Praticamente todos os músicos de concerto que atuaram no Rio de Janeiro entre a década de 1950 e o fim dos anos 1990 conheceram, conviveram ou tiveram algum contato com o regente e compositor Mário Tavares – e o mesmo vale para muitos artistas da música popular. Nascido em 1928, em Natal, violoncelista de formação, Tavares somava os dons musicais a uma postura apaixonada e às vezes folclórica. Respeitado pelos colegas, habilidoso como regente, era o que chamaríamos hoje de “sincerão”. Parecia ranzinza, mas quem se demorava um pouco ao seu lado percebia a fina inteligência e o humor logo abaixo do jeito brusco. 
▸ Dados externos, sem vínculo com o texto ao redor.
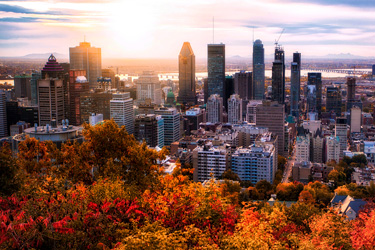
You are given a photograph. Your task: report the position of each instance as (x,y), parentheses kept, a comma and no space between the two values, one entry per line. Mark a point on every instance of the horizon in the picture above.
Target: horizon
(153,30)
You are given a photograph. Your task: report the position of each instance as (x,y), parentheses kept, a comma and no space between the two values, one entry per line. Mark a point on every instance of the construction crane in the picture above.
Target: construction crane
(277,41)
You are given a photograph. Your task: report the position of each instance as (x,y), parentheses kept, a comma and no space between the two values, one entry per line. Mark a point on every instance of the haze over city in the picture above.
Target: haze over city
(156,29)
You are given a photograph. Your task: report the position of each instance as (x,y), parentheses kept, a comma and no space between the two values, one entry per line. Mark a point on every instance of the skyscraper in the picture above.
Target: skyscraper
(243,85)
(3,115)
(186,75)
(278,76)
(216,69)
(215,109)
(171,124)
(234,109)
(122,111)
(51,100)
(272,115)
(148,87)
(85,57)
(258,70)
(315,79)
(295,84)
(334,100)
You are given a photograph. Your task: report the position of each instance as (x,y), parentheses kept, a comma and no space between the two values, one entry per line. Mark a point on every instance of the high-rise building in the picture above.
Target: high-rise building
(3,115)
(22,86)
(186,75)
(51,100)
(315,79)
(341,131)
(122,111)
(333,100)
(272,115)
(234,109)
(171,120)
(85,57)
(215,109)
(209,161)
(78,85)
(243,85)
(216,69)
(148,87)
(278,76)
(147,127)
(295,84)
(255,163)
(332,148)
(258,70)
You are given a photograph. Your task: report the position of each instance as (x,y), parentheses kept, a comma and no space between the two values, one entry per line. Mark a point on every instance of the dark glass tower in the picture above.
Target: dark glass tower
(258,70)
(278,76)
(295,84)
(316,80)
(186,73)
(216,69)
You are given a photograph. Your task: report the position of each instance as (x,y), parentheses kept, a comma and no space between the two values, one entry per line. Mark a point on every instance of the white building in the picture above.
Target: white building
(171,120)
(234,109)
(148,87)
(255,163)
(355,119)
(251,109)
(332,148)
(209,161)
(3,115)
(302,149)
(215,109)
(122,112)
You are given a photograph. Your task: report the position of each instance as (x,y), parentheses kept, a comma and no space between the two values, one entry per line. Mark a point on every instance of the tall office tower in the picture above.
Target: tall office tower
(147,127)
(255,163)
(302,148)
(333,149)
(311,99)
(316,80)
(186,75)
(234,109)
(95,103)
(78,85)
(148,87)
(34,87)
(3,115)
(51,100)
(122,111)
(251,109)
(85,57)
(258,70)
(333,100)
(228,89)
(171,124)
(243,85)
(209,161)
(341,131)
(22,86)
(272,115)
(215,109)
(216,69)
(295,84)
(278,76)
(52,69)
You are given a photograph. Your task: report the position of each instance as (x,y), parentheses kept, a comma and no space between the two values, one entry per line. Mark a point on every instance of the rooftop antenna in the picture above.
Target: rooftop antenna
(213,30)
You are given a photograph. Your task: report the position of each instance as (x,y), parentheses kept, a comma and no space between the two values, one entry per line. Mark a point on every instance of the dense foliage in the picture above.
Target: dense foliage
(110,192)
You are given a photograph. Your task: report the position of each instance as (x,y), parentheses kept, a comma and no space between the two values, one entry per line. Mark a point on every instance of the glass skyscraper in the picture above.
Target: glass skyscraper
(258,70)
(216,69)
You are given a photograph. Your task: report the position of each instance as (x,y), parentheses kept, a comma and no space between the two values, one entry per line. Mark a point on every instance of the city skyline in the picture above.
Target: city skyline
(148,29)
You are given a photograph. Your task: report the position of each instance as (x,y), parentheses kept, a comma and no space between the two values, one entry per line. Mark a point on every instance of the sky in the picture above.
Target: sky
(158,28)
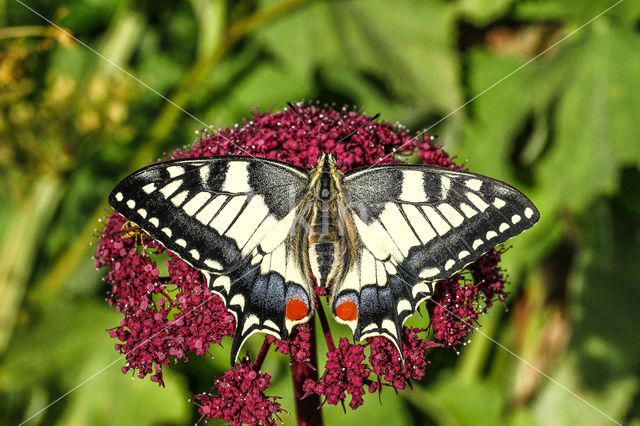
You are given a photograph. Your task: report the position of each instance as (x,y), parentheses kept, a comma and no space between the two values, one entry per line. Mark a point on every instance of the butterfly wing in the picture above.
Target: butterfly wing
(416,225)
(232,218)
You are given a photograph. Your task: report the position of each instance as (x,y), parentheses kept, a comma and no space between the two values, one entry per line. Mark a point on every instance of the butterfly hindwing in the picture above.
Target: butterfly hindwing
(231,218)
(416,225)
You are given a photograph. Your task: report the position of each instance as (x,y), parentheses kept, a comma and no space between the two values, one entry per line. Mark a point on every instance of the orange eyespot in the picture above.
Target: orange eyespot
(347,310)
(296,309)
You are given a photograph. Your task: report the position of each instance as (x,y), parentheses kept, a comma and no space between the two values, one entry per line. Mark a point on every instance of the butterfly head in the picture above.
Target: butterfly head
(325,177)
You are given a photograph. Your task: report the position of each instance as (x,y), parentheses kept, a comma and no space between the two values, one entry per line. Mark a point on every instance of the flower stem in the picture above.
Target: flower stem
(326,329)
(307,407)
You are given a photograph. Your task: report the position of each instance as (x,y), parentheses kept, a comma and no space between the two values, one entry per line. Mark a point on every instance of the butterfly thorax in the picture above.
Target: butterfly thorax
(326,239)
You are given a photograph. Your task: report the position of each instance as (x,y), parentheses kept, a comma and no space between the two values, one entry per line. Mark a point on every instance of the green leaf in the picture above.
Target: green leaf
(482,12)
(593,121)
(66,344)
(373,54)
(453,401)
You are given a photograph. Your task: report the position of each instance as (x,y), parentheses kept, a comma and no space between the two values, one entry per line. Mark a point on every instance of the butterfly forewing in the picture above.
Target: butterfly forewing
(416,225)
(231,218)
(383,235)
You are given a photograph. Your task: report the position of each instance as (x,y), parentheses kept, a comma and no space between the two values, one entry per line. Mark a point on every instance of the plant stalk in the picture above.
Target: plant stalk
(307,407)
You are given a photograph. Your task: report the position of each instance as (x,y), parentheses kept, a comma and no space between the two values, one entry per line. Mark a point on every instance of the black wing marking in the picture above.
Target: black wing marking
(384,296)
(434,221)
(421,224)
(220,215)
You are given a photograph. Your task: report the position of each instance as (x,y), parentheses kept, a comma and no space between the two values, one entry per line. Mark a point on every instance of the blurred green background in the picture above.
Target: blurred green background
(564,129)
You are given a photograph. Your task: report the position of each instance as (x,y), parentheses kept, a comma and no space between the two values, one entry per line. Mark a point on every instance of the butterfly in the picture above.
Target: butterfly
(262,232)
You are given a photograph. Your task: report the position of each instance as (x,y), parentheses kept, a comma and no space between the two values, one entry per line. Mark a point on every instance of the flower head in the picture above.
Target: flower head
(240,397)
(170,318)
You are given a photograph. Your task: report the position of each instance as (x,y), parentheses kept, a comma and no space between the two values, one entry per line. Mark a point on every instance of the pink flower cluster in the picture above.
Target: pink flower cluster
(240,398)
(169,318)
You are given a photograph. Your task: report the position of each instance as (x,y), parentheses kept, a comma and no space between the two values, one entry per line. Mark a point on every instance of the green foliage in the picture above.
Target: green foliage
(563,128)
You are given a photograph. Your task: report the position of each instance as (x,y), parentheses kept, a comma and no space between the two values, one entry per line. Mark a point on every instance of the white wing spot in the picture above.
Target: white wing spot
(390,327)
(270,324)
(196,203)
(398,228)
(477,201)
(436,220)
(149,188)
(237,177)
(498,203)
(451,214)
(369,328)
(249,322)
(419,223)
(429,272)
(179,199)
(204,174)
(213,264)
(404,304)
(237,300)
(391,269)
(170,188)
(445,185)
(474,184)
(207,213)
(227,215)
(467,210)
(413,186)
(175,171)
(381,275)
(419,288)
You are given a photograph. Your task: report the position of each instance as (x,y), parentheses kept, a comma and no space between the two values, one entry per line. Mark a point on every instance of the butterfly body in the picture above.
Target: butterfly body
(377,238)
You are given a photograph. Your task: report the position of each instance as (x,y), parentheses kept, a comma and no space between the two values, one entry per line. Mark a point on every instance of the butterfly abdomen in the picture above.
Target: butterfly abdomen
(323,240)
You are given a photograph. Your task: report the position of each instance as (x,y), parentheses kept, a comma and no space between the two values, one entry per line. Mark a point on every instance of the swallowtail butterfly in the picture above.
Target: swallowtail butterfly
(377,238)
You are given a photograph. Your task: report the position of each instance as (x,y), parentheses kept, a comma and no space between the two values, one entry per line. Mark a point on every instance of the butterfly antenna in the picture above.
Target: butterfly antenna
(304,123)
(356,130)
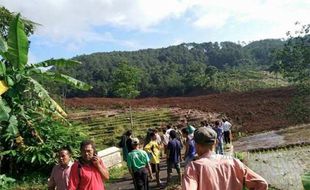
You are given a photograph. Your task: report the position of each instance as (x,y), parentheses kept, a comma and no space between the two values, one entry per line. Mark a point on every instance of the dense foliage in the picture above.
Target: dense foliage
(176,70)
(294,64)
(32,124)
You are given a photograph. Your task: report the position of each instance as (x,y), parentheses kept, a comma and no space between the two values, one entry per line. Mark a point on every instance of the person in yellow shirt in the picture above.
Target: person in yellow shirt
(153,150)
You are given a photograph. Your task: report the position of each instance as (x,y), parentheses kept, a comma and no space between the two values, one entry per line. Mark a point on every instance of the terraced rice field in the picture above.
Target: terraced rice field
(283,167)
(107,130)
Essa grande figura da música brasileira está bem retratada no volume digital Mário Tavares: a música como arte e ofício – Biografia e catálogo de obras, de André Cardoso, que acaba de ser disponibilizado no site da Academia Brasileira de Música. O livro é repleto de detalhes saborosos da vida de Mario Tavares e começa com a chegada ao Brasil do primeiro Albuquerque Maranhão, seu ascendente, vindo de Portugal no século XVI. A trajetória do menino violoncelista bordeja momentos importantíssimos da música no Brasil. E o catálogo levantado por André Cardoso representa principalmente uma oportunidade para se revisitar o trabalho de Tavares como compositor de uma centena de obras, muitas ainda inéditas.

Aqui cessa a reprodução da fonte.